[![Open in Colab](https://colab.research.google.com/assets/colab-badge.svg)](https://colab.research.google.com/github/intel/e2eAIOK/blob/main/demo/ma/distiller/Model_Adapter_Distiller_builtin_VIT_to_ResNet18_CIFAR100.ipynb)

# Model Adapter Distiller Built-in DEMO
Model Adapter is a convenient framework can be used to reduce training and inference time, or data labeling cost by efficiently utilizing public advanced models and those datasets from many domains. It mainly contains three components served for different cases: Finetuner, Distiller, and Domain Adapter. 

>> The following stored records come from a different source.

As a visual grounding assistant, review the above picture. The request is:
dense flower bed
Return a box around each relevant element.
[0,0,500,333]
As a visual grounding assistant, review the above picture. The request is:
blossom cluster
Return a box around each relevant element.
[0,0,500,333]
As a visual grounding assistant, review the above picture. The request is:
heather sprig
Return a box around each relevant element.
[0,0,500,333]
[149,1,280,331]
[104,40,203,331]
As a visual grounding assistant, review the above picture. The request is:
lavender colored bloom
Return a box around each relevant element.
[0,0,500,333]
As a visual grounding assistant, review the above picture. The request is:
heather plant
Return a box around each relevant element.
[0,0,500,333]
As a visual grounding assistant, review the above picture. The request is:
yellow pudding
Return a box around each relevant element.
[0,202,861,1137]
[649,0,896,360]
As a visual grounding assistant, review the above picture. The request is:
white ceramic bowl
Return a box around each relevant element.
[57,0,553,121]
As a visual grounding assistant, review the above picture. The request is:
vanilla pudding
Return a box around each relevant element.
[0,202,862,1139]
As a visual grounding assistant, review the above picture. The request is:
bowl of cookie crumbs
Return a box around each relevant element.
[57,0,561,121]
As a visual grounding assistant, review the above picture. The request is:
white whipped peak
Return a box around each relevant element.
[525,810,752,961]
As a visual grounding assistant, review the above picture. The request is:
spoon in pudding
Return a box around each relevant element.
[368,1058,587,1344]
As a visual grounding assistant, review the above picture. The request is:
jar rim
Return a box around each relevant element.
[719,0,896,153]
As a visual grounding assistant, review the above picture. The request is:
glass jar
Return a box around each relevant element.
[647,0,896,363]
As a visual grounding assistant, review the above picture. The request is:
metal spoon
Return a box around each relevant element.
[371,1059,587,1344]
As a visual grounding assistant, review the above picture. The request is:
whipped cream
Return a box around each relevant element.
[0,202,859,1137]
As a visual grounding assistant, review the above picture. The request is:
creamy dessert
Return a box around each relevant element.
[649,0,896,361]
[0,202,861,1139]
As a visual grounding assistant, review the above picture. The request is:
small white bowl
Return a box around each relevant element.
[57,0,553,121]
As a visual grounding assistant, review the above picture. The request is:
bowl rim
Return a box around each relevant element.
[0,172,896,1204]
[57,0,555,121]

This demo mainly introduces the usage of Distiller. Take image classification as an example, it shows how to integrate distiller  from VIT to ResNet18 on CIFAR100 dataset. This is a build-in usage, you can find customized detailed demo at [here](./Model_Adapter_Distiller_Walkthrough_VIT_to_ResNet18_CIFAR100.ipynb).

# Content

* [Overview](#Overview)
    * [Model Adapter Distiller Overview](#Model-Adapter-Distiller-Overview)
* [Getting Started](#Getting-Started)
    * [1. Environment Setup](#1.-Environment-Setup)
    * [2. Launch training on baseline](#2.-Launch-training-on-baseline)
    * [3. Launch training with Distiller](#3.-Launch-training-with-Distiller)

# Overview

## Model Adapter Distiller Overview
Distiller is based on knowledge distillation technology, it can transfer knowledge from a heavy model (teacher) to a light one (student) with different structure. Teacher is a large model pretrained on specific dataset, which contains sufficient knowledge for this task, while the student model has much smaller structure. Distiller trains the student not only on the dataset, but also with the help of teacher’s knowledge. With distiller, we can take use of the knowledge from the existing pretrained large models but use much less training time. It can also significantly improve the converge speed and predicting accuracy of a small model, which is very helpful for inference.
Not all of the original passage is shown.